Share

Sebuah Undangan

Menjauh dari Rudy tidaklah mudah apalagi kami tinggal di bawah atap yang sama. Walaupun fia berusaha menjaga jarak, kami tetap bertemu. Dia juga menghindari kontak mata denganku, tapi semua itu makin membuatku terpesona padanya.

2 hari setelah percakapan kami di pantai, aku melangkah memasuki dapur setelah memakan roti isi mentega kacangku dan kembali disambut oleh gadis setengah telanjang lain lagi. Rambutnya berantakan, dia adalah gadis yang cantik.

Gadis itu berbalik dan melihatku. Ekspresi terkejutnya dengan cepat berubah menjadi tidak suka. Dia berkacak pinggang, "Apakah kau baru saja keluar dari tempat penyimpanan?"

"Ya. Apakah kau baru saja turun dari tempat tidur Rudy?" Kataku. Itu keluar begitu saja dari mulutku sebelum aku dapat menghentikan diriku. Rudy sendiri sudah menegaskan bahwa kehidupan seksualnya sama sekali bukan urusanku. Aku seharusnya menutup mulutku.

Gadis itu menaikkan alisnya yang berbentuk sempurna kemudian senyum terlihat di bibirnya. "Tidak. Bukan berarti aku menolak naik ke tempat tidurnya, jika dia mengijinkan tapi jangan pernah beritahu Jafin." Dia mengibaskan tangannya seperti mengusir seekor lalat. "Lupakan, Jafin juga sepertinya sudah tahu."

Aku bingung. "Jadi kau baru turun dari tempat tidurnya Jafin?" Tanyaku. Itu bukan urusanku tapi Jafin tidak tinggal disini, aku jadi penasaran.

"Ya, atau lebih tepatnya tempat tidur lamanya."

"Tempat tidur lamanya?" 

Pergeakan di lorong membuat perhatianku teralihkan dan mataku menatap mata Rudy. Dia memperhatikanku dengan sebuah senyum sombong yang menghiasi bibirnya. Bagus. Dia mendengarku sedang mengorek informasi. Aku ingin membuang pandanganku dan berpura-pura tidak pernah bertanya apapun pada gadis itu. Tapi tatapan matanya memberitahuku bahwa itu tidak ada gunanya.

"Kumohon jangan biarkan aku menjadi penghalang, Aileen. Silahkan lanjutkan menginterogasi tamu Jafin. Aku yakin dia tidak keberatan." Kata Rudy dengan sengaja. Dia menyilangkan lengannya didada dan bersandar pada pintu seakan dia sangat merasa nyaman.

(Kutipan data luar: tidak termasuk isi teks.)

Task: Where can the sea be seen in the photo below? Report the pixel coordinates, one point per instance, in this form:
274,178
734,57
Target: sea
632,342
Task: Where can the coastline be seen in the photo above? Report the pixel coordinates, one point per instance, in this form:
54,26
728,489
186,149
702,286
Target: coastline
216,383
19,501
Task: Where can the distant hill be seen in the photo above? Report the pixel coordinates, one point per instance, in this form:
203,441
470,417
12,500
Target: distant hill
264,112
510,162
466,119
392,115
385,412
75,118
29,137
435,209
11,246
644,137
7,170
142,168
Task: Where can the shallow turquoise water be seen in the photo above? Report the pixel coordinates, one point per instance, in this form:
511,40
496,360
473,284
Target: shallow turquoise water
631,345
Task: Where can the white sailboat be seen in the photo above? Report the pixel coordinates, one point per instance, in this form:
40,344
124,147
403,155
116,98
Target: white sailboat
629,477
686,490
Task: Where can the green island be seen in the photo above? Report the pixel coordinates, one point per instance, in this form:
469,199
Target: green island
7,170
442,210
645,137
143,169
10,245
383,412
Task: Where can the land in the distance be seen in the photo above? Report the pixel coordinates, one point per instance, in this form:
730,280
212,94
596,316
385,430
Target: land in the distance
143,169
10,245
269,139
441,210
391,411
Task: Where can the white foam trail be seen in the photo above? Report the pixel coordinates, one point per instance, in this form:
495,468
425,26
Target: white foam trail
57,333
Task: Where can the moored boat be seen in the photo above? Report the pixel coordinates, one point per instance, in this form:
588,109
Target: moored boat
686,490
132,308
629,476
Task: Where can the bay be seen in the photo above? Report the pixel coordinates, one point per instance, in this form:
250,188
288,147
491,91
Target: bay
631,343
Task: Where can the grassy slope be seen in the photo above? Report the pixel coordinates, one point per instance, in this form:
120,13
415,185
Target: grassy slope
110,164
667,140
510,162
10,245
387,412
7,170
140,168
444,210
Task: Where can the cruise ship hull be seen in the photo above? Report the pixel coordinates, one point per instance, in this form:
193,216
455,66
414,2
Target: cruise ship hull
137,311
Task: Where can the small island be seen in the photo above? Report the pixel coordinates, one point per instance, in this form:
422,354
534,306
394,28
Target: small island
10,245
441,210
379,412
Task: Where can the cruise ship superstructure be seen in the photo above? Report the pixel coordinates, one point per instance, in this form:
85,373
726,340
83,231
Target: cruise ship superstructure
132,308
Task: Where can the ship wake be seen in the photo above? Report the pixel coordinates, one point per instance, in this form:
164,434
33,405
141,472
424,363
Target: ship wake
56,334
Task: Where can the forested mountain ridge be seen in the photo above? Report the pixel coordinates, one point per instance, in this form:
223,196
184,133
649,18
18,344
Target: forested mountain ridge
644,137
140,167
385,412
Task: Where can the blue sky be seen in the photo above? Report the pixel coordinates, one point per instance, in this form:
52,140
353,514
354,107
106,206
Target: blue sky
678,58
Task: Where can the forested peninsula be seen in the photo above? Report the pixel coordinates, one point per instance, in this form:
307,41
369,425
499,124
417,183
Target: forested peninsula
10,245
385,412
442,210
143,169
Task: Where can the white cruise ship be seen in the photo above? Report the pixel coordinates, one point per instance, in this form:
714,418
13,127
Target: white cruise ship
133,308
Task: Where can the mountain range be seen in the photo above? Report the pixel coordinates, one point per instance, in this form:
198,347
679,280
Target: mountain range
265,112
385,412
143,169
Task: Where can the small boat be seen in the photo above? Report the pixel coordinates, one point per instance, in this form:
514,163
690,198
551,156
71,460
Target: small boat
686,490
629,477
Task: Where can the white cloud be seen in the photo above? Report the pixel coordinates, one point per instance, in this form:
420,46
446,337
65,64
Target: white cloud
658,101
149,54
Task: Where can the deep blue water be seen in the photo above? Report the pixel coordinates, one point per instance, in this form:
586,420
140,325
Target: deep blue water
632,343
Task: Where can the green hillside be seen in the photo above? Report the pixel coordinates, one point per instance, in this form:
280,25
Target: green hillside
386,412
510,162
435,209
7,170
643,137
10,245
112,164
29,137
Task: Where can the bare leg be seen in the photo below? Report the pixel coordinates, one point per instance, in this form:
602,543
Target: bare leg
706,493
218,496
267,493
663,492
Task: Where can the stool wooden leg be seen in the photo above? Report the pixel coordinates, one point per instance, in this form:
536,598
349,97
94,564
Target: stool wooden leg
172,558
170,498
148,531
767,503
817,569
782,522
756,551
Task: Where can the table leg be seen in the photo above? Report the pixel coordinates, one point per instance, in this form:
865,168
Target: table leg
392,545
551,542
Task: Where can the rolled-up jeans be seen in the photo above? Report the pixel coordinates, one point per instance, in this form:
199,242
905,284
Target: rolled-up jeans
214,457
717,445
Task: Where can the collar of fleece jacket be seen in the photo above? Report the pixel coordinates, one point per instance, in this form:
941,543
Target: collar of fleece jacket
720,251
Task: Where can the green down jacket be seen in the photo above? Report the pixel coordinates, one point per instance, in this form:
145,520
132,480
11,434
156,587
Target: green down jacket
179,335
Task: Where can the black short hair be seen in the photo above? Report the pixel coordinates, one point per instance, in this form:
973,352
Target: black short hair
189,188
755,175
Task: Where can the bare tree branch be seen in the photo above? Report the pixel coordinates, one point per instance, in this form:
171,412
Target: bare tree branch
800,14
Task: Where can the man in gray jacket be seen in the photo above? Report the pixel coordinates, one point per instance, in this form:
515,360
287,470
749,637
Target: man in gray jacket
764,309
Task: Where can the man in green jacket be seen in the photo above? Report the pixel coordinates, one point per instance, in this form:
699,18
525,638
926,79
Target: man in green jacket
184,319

Aku menundukkan kepalaku dan berjalan ke arah tempat sampah untuk menyingkirkan remah roti dari jemariku. Aku tidak mau melanjutkan obrolan ini jika Rudy masih berdiri disana. Membuatku terlihat sangat tertarik padanya. Orang yang tidak dia inginkan ada di hidupnya.

"Selamat pagi Rudy, terima kasih sudah mengijinkan kami menginap disini semalam. Jafin minum terlalu banyak makanya tidak bisa mengemudi kembali ke rumahnya." Kata gadis itu.

Oh. Jadi begitu. Sial. kenapa aku membiarkan rasa ingin tahu  menguasai diriku?

"Jafin tahu dia punya kamar kalau dia ingin tinggal disini." Kata Rudy. Aku bisa melihat dengan menggunakan sudut mataku dia berjalan menjauh dari pintu menuju meja dapur. Menaruh perhatiannya padaku. Kenapa dia tidak melupakan hal ini? Aku ingin pergi diam-diam.

"Kalau begitu ku rasa aku akan kembali ke lantai atas." Suara gadis itu terdengar tidak yakin. Rudy tidak menjawab dan aku tidak menoleh untuk memandang salah satu dari mereka. Aku menunggu langkah gadis itu menaiki tangga sebelum aku berbalik memandang Rudy.

"Rasa ingin tahu bisa membuat seekor kucing terbunuh, Aileen yang manis." Bisik Rudy ketika dia berjalan kearahku. "Apakah tadi kau pikir aku punya teman tidur yang lain? Berusaha mencari tahu apakah dia berada di tempat tidurku semalaman?"

Aku tidak menjawab.

"Dengan siapa aku tidur itu bukan urusanmu. Bukankah kita pernah membicarakan ini sebelumnya?"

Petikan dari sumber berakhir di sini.